I spent election night watching the coverage on PBS and it was an interesting night of punditry with some occasionally very honest moments. Judy Woodruff (host), kept coming back to a question over and over again through the night that began to sound like a hostage negotiation. “But what do these people want? I mean, what exactly did Trump promise to them that would make them decide that they’ll take their chances with him regardless of the negatives?” She said something like this over and over again and one talking head after another took swings at the question and came up empty again and again. None of the economic arguments they brought up made any sense. Some of them even flat out said they didn’t know and we’re going to learn a lot in the coming weeks when we look through the data with hindsight as a benefit.
The early post-mortem was that Trump only did 1% better than Romney with White voters. That sounds like an electoral disaster for Republicans, but the reason why it wasn’t was because Hillary did markedly worse with Black and Brown voters. I think that’s the story of this election. Hillary couldn’t pull together Obama’s minority coalition even with all of the offensive things that Trump said to Latinos and African Americans and everyone who’s not Caucasian.
Perhaps Trump’s embrace of White Supremacy was really a gamble that he could turn this election into the third election in a row about race. Who knows if he’s really as racist as he made himself out to be. Look, I’d bet money that Trump has strongly racist tendencies, but I wouldn’t go as far as to say that he’s really as racist as he portrayed himself. Quite possibly, he “went there” because he believed that White America was ripe for the picking after 8 years of feeling like the country was changing too fast for them and that he could get away with it because Hillary Clinton’s lack of melanin would make her less able to connect with minority voters.

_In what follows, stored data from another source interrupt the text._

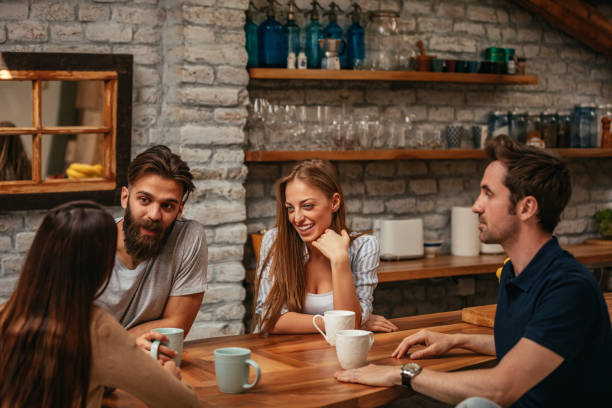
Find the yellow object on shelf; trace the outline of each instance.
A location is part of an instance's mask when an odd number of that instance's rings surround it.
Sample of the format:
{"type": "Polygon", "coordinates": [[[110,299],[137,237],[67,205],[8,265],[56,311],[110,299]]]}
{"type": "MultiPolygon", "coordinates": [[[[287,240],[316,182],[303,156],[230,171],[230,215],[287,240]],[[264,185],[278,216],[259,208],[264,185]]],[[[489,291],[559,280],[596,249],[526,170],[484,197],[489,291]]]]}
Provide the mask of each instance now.
{"type": "Polygon", "coordinates": [[[84,164],[84,163],[72,163],[66,169],[66,175],[68,178],[91,178],[91,177],[102,177],[102,171],[104,168],[101,164],[84,164]]]}
{"type": "MultiPolygon", "coordinates": [[[[506,258],[504,260],[504,265],[506,264],[506,262],[508,262],[510,260],[510,258],[506,258]]],[[[504,269],[504,265],[500,266],[499,268],[497,268],[497,272],[495,272],[495,276],[497,276],[497,280],[500,280],[501,278],[501,273],[502,273],[502,269],[504,269]]]]}

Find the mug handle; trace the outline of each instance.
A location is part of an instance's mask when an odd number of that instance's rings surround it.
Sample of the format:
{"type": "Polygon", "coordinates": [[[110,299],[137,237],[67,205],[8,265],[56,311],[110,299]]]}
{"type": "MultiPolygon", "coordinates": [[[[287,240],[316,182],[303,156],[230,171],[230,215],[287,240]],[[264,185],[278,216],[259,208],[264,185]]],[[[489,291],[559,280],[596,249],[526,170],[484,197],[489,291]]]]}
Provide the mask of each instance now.
{"type": "Polygon", "coordinates": [[[325,333],[323,333],[323,330],[321,330],[319,328],[319,326],[317,326],[317,317],[320,317],[321,319],[323,319],[323,321],[325,321],[325,319],[324,319],[324,317],[322,315],[316,314],[316,315],[312,316],[312,324],[319,331],[319,333],[321,333],[323,335],[323,338],[325,339],[325,341],[327,341],[329,343],[329,340],[327,340],[327,336],[325,335],[325,333]]]}
{"type": "Polygon", "coordinates": [[[160,345],[160,341],[159,340],[153,340],[153,342],[151,343],[151,357],[153,357],[154,359],[157,360],[157,356],[159,354],[159,345],[160,345]]]}
{"type": "Polygon", "coordinates": [[[261,377],[261,370],[259,369],[259,365],[250,358],[247,358],[246,360],[244,360],[244,362],[252,365],[255,369],[255,380],[250,384],[244,384],[242,387],[245,389],[253,388],[259,382],[259,378],[261,377]]]}
{"type": "Polygon", "coordinates": [[[372,348],[372,345],[374,344],[374,333],[370,333],[370,346],[368,347],[368,350],[372,348]]]}

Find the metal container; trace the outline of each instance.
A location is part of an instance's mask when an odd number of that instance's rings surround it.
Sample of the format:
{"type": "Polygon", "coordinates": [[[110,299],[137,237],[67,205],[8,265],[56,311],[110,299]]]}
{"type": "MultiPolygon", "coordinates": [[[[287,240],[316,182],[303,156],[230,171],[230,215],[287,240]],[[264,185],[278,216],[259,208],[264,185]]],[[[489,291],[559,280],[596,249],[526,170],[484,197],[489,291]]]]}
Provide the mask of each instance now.
{"type": "Polygon", "coordinates": [[[398,65],[397,13],[374,11],[365,30],[365,68],[393,70],[398,65]]]}

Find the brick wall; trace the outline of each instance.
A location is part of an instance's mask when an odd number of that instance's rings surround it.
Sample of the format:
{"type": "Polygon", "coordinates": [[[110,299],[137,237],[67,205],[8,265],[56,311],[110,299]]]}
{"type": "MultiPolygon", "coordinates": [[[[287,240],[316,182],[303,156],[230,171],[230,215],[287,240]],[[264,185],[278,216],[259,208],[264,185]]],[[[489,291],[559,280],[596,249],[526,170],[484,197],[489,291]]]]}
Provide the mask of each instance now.
{"type": "MultiPolygon", "coordinates": [[[[306,3],[306,2],[302,2],[306,3]]],[[[340,4],[340,2],[338,2],[340,4]]],[[[341,7],[349,2],[340,4],[341,7]]],[[[491,110],[570,110],[581,102],[612,102],[612,64],[565,33],[513,2],[491,1],[360,1],[366,10],[399,13],[403,52],[418,39],[429,54],[442,58],[483,59],[491,46],[512,47],[528,59],[527,73],[538,76],[531,86],[419,84],[343,81],[251,81],[251,97],[278,104],[340,106],[347,96],[349,111],[397,120],[412,115],[415,127],[442,130],[448,124],[484,124],[491,110]]],[[[591,2],[610,13],[609,4],[591,2]]],[[[327,3],[323,3],[324,5],[327,3]]],[[[298,6],[303,7],[305,4],[298,6]]],[[[261,19],[261,16],[260,16],[261,19]]],[[[322,24],[327,24],[322,19],[322,24]]],[[[300,21],[298,21],[298,24],[300,21]]],[[[345,20],[346,24],[346,20],[345,20]]],[[[341,24],[342,25],[342,24],[341,24]]],[[[290,146],[288,146],[290,148],[290,146]]],[[[471,205],[478,194],[484,160],[402,160],[338,163],[350,226],[367,230],[378,217],[422,217],[428,238],[442,238],[449,252],[450,208],[471,205]]],[[[562,243],[595,236],[595,211],[612,207],[612,159],[570,160],[574,194],[555,233],[562,243]]],[[[249,164],[246,182],[247,228],[255,232],[274,224],[272,180],[290,164],[249,164]]],[[[245,264],[253,266],[246,246],[245,264]]],[[[609,285],[601,272],[602,286],[609,285]]],[[[612,285],[609,285],[612,286],[612,285]]],[[[375,312],[389,316],[452,310],[461,305],[496,300],[492,277],[419,280],[380,285],[375,312]],[[467,279],[467,280],[466,280],[467,279]],[[461,294],[457,288],[461,285],[461,294]],[[465,292],[465,288],[473,288],[465,292]],[[467,294],[466,294],[467,293],[467,294]],[[473,294],[471,294],[473,293],[473,294]]]]}
{"type": "MultiPolygon", "coordinates": [[[[244,0],[0,2],[0,51],[134,55],[132,155],[163,143],[196,178],[185,216],[209,242],[208,291],[190,338],[243,332],[246,241],[244,0]]],[[[112,208],[114,215],[122,213],[112,208]]],[[[44,212],[0,213],[0,303],[44,212]]]]}

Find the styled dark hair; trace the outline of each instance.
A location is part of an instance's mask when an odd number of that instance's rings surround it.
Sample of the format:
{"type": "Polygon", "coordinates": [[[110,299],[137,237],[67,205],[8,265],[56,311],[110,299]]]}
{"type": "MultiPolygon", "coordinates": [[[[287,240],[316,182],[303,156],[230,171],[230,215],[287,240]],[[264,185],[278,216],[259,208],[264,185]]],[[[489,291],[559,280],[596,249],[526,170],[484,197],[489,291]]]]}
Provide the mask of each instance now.
{"type": "Polygon", "coordinates": [[[87,405],[94,299],[115,261],[113,217],[91,201],[49,211],[0,310],[0,405],[87,405]]]}
{"type": "MultiPolygon", "coordinates": [[[[15,127],[13,122],[0,122],[0,127],[15,127]]],[[[0,135],[0,180],[29,180],[32,165],[19,135],[0,135]]]]}
{"type": "Polygon", "coordinates": [[[128,167],[128,185],[149,173],[174,180],[183,186],[183,203],[195,190],[189,166],[167,146],[155,145],[136,156],[128,167]]]}
{"type": "MultiPolygon", "coordinates": [[[[285,203],[287,184],[293,180],[323,191],[331,199],[335,193],[340,194],[340,206],[332,214],[330,228],[337,233],[343,229],[350,233],[346,226],[346,210],[342,188],[336,168],[327,160],[311,159],[297,163],[291,172],[276,182],[276,228],[277,235],[268,255],[260,262],[259,274],[255,283],[255,297],[259,292],[262,272],[270,264],[270,277],[273,277],[272,288],[266,298],[263,316],[254,315],[253,328],[259,325],[262,332],[269,332],[280,317],[283,305],[290,312],[302,312],[306,296],[306,263],[304,262],[304,242],[289,222],[285,203]]],[[[351,239],[353,239],[352,237],[351,239]]]]}
{"type": "Polygon", "coordinates": [[[510,208],[524,197],[538,202],[538,220],[552,234],[572,195],[570,171],[563,160],[536,147],[519,144],[506,135],[487,142],[487,158],[508,170],[504,184],[510,190],[510,208]]]}

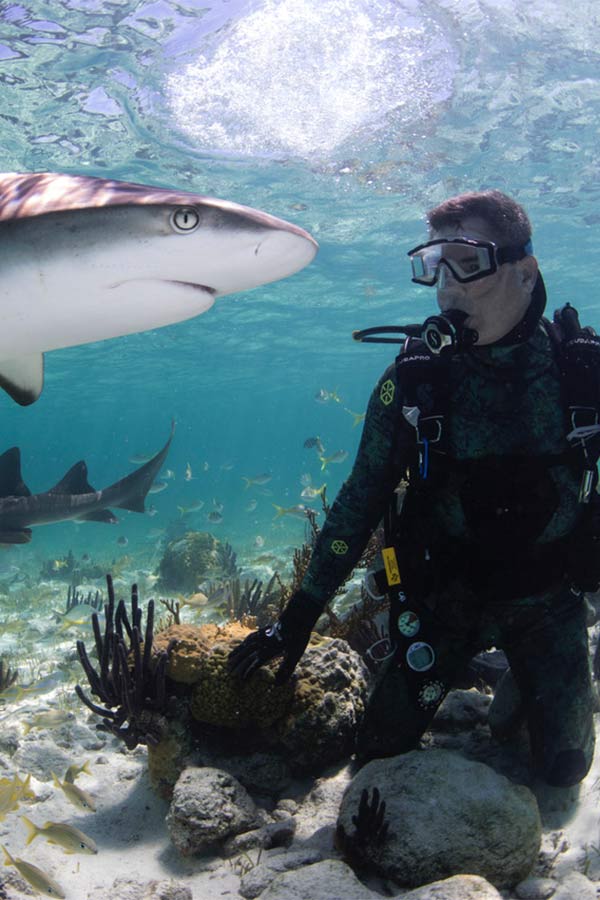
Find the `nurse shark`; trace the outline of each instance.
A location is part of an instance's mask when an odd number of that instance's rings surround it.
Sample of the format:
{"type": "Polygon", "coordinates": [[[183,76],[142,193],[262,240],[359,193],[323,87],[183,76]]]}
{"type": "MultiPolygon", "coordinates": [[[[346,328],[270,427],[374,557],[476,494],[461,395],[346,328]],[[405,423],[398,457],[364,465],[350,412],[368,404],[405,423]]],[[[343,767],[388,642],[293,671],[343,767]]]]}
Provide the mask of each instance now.
{"type": "Polygon", "coordinates": [[[21,476],[19,448],[11,447],[0,456],[0,544],[28,543],[32,525],[69,519],[114,524],[118,519],[110,506],[144,512],[146,494],[169,452],[174,427],[152,459],[101,491],[89,484],[87,466],[80,460],[49,491],[32,494],[21,476]]]}
{"type": "Polygon", "coordinates": [[[308,265],[308,232],[200,194],[0,174],[0,387],[23,406],[43,353],[159,328],[308,265]]]}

He could directly connect emotionally with White angst whereas Hillary could only offer bland policy proposals to minorities.
If indeed it was about race all along, Bernie Sanders would have done no better.
I think it begs asking why minorities wouldn’t turn out in record numbers of support the opponent of the man who’s demonizing them. Well, I happen to be a POC myself and the best answer I can come up with is that a lot of us deal with racism all the time and we’ve become desensitized to the point that we can point to a truly deplorable man like Trump, shrug our shoulders, and ignore him. Maybe that’s what the Trump campaign expected to happen in the end.